Exploring the Lifecycle and Maintenance Practices of Pre-Trained Models in Open-Source Software Repositories
Matin Koohjani, Diego Elias Costa
TL;DR
The paper tackles the challenge of understanding how pre-trained models (PTMs) are adopted, maintained, and tested in open-source software, addressing lifecycle gaps arising from inconsistent semantic versioning. It proposes an exploratory study built on the PeaTMOSS dataset to mine PTMs used in production-oriented OSS projects via Hugging Face and PyTorch Hub, guided by five research questions on characteristics, usage, evolution, testing, and issues. The approach combines call-site mining, $PageRank$ centrality, $Kaplan-Meier$ survival analysis, and qualitative coding with $Cohen-Kappa$ reliability to map PTM roles, update patterns, and testing practices. The anticipated contributions include actionable guidance for PTM governance and maintenance in OSS and a publicly available replication package to support reproducibility and further research.
Abstract
Pre-trained models (PTMs) are becoming a common component in open-source software (OSS) development, yet their roles, maintenance practices, and lifecycle challenges remain underexplored.
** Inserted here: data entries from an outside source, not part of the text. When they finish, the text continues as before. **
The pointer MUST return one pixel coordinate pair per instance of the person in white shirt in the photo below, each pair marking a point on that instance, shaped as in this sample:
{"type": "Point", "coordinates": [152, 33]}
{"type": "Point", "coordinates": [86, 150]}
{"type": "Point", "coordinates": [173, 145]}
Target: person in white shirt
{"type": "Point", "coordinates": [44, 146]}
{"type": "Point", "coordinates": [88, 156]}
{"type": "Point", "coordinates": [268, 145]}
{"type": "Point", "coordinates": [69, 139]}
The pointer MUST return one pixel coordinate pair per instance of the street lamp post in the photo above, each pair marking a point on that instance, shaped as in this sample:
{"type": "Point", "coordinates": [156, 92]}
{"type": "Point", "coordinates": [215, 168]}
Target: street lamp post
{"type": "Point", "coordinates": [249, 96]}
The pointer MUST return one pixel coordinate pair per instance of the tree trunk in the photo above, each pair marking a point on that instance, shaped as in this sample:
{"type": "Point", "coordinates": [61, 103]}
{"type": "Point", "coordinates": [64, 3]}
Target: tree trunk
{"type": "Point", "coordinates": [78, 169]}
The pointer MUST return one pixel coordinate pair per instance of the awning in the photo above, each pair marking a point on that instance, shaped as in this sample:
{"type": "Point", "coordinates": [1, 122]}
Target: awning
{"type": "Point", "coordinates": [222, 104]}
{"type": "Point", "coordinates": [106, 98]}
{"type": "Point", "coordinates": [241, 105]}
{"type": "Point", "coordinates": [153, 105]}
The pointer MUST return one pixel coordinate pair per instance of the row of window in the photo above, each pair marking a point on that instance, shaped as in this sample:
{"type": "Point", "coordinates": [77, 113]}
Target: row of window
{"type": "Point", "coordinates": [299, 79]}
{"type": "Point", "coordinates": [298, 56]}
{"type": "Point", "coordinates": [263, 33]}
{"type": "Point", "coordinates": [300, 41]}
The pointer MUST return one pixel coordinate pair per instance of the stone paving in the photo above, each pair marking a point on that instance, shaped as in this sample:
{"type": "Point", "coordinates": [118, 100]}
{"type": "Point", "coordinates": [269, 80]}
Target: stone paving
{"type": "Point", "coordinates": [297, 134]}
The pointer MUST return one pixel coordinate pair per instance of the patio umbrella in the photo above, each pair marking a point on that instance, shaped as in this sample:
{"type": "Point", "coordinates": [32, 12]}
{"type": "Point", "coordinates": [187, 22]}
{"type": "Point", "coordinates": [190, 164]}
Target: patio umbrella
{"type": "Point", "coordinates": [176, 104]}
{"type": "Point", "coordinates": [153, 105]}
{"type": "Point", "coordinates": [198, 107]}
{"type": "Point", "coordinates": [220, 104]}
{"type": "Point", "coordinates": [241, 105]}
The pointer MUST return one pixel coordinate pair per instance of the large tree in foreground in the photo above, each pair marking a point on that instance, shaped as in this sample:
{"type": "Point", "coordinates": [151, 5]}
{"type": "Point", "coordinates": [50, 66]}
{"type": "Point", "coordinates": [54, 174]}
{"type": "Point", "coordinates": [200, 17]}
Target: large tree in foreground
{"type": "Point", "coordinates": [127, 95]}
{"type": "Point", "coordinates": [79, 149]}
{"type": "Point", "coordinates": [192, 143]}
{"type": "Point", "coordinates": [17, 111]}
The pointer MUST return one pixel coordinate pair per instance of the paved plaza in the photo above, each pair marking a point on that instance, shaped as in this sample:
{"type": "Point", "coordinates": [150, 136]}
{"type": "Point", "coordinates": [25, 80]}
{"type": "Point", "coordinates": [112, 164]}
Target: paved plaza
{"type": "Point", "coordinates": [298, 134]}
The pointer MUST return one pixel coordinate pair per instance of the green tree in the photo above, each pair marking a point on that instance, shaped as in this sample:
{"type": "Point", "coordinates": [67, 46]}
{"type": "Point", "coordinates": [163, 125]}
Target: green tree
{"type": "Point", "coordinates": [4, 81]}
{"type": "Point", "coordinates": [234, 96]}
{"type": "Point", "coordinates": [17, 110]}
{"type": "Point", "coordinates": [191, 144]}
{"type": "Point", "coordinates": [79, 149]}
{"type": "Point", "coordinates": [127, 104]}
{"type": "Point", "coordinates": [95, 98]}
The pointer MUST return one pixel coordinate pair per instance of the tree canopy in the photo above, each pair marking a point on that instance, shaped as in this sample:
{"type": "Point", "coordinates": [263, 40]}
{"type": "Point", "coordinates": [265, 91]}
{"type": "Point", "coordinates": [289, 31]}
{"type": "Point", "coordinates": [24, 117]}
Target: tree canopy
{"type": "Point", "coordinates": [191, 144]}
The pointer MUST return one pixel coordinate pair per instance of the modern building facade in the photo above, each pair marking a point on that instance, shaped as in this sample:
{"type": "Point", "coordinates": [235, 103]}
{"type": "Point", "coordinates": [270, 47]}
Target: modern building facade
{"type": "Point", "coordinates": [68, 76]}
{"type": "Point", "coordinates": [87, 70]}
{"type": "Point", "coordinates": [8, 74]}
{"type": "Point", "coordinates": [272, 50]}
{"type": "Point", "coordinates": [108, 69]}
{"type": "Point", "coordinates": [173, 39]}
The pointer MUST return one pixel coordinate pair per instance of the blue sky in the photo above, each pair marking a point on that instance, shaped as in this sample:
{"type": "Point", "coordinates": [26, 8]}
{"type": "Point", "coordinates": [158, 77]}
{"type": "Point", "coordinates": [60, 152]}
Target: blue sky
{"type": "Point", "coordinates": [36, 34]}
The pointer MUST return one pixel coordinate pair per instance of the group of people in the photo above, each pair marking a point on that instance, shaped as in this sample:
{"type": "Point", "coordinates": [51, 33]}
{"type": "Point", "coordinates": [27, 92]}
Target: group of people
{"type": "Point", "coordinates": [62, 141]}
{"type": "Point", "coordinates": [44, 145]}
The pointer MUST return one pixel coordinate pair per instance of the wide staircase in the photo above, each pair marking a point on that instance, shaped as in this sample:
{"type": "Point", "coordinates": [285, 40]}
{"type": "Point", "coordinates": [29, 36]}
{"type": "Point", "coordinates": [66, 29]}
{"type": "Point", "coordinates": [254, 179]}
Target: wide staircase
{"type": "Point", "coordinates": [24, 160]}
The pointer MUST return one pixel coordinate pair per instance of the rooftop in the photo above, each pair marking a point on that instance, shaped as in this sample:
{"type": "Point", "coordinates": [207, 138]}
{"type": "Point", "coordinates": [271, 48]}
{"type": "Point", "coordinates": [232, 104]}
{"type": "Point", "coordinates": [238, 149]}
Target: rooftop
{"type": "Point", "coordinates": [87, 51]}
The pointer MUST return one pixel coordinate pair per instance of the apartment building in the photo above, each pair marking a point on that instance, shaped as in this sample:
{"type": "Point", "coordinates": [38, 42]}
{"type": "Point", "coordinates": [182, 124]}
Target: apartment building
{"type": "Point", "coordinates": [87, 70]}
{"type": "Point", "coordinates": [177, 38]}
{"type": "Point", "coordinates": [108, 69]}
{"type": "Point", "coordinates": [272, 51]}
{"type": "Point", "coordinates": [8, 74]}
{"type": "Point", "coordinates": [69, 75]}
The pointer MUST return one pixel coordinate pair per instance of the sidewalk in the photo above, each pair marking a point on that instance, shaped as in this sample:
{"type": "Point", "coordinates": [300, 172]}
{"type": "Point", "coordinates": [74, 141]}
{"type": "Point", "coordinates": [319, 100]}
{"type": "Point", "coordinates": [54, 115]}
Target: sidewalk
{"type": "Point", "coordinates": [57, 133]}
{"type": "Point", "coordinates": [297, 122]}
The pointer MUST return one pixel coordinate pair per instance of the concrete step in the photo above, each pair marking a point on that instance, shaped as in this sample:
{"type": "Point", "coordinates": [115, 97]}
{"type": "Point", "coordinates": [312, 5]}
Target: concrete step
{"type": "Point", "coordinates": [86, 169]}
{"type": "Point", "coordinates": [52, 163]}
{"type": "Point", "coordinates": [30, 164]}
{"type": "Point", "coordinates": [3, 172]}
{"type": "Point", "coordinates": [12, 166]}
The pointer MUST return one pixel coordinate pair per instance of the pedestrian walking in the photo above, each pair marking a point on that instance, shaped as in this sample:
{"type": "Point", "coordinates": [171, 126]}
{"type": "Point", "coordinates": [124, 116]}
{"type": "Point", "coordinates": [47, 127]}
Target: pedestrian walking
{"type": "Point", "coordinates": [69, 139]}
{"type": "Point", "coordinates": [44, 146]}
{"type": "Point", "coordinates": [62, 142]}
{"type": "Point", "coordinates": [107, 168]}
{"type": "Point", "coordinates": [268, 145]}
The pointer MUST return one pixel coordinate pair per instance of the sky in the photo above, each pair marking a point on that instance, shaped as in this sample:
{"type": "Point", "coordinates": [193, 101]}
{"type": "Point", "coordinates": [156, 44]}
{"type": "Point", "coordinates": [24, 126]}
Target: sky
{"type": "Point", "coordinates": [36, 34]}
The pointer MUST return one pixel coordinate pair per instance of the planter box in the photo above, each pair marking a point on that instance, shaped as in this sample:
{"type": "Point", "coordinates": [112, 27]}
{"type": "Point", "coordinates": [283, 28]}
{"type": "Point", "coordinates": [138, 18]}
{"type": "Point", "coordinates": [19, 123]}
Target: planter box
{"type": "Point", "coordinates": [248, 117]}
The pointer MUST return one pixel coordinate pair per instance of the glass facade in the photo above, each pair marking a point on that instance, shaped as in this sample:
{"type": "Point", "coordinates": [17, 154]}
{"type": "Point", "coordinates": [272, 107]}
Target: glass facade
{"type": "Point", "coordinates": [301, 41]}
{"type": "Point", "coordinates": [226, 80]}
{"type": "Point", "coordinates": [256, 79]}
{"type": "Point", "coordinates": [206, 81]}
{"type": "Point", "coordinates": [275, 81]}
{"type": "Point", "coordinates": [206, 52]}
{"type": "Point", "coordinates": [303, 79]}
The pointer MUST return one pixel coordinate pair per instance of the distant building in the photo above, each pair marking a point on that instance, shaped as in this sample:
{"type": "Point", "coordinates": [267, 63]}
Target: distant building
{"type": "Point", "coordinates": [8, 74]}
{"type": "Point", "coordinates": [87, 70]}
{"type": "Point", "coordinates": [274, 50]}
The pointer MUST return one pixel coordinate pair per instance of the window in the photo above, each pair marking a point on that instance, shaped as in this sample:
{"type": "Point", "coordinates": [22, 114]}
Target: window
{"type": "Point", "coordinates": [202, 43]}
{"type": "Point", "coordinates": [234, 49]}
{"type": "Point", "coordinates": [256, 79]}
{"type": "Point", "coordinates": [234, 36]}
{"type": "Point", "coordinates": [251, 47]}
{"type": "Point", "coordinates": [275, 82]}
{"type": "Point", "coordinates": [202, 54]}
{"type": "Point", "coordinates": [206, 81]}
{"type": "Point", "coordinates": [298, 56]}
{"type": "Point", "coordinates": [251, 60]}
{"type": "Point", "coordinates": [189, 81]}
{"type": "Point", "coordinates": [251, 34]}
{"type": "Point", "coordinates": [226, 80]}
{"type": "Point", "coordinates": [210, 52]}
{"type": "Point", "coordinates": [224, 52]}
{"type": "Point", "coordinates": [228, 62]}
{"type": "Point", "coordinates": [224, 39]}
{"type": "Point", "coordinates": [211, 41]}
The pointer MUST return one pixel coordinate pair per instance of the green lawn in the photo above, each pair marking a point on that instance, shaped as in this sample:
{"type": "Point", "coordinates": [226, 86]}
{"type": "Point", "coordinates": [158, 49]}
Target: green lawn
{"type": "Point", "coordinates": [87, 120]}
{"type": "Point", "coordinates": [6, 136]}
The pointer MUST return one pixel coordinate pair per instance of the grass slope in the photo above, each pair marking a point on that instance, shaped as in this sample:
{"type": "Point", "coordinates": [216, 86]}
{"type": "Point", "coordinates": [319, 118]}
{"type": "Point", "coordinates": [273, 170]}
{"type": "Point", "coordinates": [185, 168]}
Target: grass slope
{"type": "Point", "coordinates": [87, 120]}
This report presents a plan for an exploratory study to investigate how PTMs are utilized, maintained, and tested in OSS projects, focusing on models hosted on platforms like Hugging Face and PyTorch Hub. We plan to explore how PTMs are used in open-source software projects and their related maintenance practices by mining software repositories that use PTMs and analyzing their code-base, historical data, and reported issues. This study aims to provide actionable insights into improving the use and sustainability of PTM in open-source projects and a step towards a foundation for advancing software engineering practices in the context of model dependencies.